Thousands of people – children among them – have been referred to Prevent since the duty came into force. Last year alone there were 6,287 referrals. That represents a 10% increase on the prior 12-month period.
The Prevent duty has led to incidents which have seen teachers report primary school-aged children to the police for things like having toy guns or talking about video games. According to the civil rights groups, these are “examples of how Prevent sows the seeds of discrimination at the heart of public services,” as a result “stifling speech and spreading fear and distrust.”
Last year, Liberty revealed that the details of everyone referred to Prevent are stored on a huge police database, regardless of whether or not any further action is taken. People still don’t know if their details are on the database, what data is held on them, how it’s used, with whom it might be shared at any given point in time or what decisions it influences.
For these reasons, the civil rights and community groups had been eager to engage in a properly independent review, but they now suggest that the appointments of Lord Carlile and then William Shawcross have “fundamentally undermined” the credibility of the whole procees.
Negative impact
Speaking about the joint statement and the decision that has been taken, Jana Sadler-Forster (a lawyer with the Open Society Justice Initiative) observed: “Had the Government been willing to undertake a genuine independent review, we were ready to participate constructively. However, given the appointment – for the second time – of a patently inappropriate reviewer, we cannot be complicit in the Government’s efforts to whitewash a strategy that continues to negatively and disproportionately impact Muslim communities in the UK every day.”

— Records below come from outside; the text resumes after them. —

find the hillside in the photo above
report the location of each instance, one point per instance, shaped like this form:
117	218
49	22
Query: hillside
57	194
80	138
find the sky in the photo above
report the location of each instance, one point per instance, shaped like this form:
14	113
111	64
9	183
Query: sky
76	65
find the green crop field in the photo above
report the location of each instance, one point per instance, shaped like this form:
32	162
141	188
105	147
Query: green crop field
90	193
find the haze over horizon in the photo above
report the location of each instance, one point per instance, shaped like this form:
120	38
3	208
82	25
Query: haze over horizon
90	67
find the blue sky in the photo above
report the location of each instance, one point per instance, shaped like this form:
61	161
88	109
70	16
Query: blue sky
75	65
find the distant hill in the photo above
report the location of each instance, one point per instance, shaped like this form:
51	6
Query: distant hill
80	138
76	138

Rosalind Comyn, policy and campaigns manager at Liberty, commented: “When people suspect there is injustice planted at the heart of the public services they access, the least they can expect is the Government of the day to undertake a serious independent investigation. However, the Prevent review has shown that the Government is determined to ignore the damage this programme is causing, particularly so to Muslims and people of colour.”
Comyn went on to state: “This is just the latest in a long line of failures which show any review carried out by this Government will never be independent. This exercise could have been a chance to properly scrutinise the premise and impacts of the Prevent strategy which stifles speech, spreads fear and distrust and encourages discrimination. Liberty will no longer engage in the farce that it has become. We need interventions that respect the rights of the people directly affected and that bring communities together. Both the Prevent strategy and its review are very far removed from that ideal.”
Honest scrutiny
Isobel Ingham-Barrow from Muslim Engagement and Development said: “We originally regarded the independent review as an important mechanism for ensuring genuine evidence-driven change to the structurally Islamophobic Prevent strategy. However, with the appointment of William Shawcross, the Government has given up any pretence of sincerity. Its purposeful manoeuvring obstructs any honest scrutiny of a policy which is responsible for serious abuses to the rights and freedoms of minority communities.”
In conclusion, Ingham-Barrow outlined: “As this is a question of securing social justice, equality and freedom for all, we cannot in all good conscience engage with a review process that no longer has any credibility nor remit to reach objective and meaningful conclusions.”